Good article on the Civil War Trust web site on Stonewall Jackson’s flank march at Chancellorsville by Robert K. Krick. Using new information Krick gives full credit to the vital role of Maj. Eugene Blackford’s Alabama sharpshooter battalion, and in general how Jackson and Robert Rodes used these new units. While Fitz Lee and his cavalry, with their greater mobility, acted as Jackson’s eyes, the sharpshooters, deployed as light infantry, acted as his close-in security screen. They were deployed as flankers on the march, and once the column had reached its assembly point as forward security against prying Yankee eyes.
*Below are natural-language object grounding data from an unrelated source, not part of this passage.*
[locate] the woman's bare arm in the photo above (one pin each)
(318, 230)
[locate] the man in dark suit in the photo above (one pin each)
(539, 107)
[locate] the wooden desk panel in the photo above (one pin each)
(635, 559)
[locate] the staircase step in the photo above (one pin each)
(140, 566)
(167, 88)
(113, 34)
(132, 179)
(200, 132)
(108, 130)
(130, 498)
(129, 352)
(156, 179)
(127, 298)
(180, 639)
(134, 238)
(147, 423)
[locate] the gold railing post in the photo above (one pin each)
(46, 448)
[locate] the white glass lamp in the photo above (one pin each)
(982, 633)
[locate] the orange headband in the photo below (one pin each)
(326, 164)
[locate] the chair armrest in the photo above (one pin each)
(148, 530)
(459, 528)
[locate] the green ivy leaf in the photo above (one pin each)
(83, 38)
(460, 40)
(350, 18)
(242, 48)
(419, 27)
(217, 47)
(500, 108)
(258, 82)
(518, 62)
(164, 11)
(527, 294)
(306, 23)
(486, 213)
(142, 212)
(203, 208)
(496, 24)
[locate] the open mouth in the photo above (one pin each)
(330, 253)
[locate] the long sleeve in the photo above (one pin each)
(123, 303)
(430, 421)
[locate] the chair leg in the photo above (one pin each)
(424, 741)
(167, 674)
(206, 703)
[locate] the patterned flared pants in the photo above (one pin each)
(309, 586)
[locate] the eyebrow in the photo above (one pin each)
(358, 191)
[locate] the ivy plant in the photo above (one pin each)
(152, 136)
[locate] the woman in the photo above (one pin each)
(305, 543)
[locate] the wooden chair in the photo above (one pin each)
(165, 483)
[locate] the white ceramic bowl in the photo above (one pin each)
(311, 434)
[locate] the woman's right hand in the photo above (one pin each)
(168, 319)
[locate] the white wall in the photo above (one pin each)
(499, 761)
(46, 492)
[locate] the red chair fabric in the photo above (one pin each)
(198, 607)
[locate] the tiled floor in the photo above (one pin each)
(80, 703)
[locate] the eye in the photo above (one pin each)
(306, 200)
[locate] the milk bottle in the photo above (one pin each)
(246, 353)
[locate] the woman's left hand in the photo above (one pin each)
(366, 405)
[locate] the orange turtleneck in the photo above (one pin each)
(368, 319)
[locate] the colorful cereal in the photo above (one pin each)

As Krick says, “the success with which Jackson maintained tactical surprise is astounding,” and it was the sharpshooters who made it possible.
Hooker’s major mistakes included sending his cavalry off on a raid instead of making it their business to see what Lee and Jackson were up to, and not using his light infantry (e.g. two regiments of U.S. Sharpshooters) to maintain close-in security. While Berdan and his men performed well in smothering an unfortunate Confederate rear guard regiment, they failed to divine Jackson’s intentions, nor were they tasked with that mission.
Just on a personal note my ancestor, Lt. Jason O. Patton, commanded a company in Blackford’s battalion.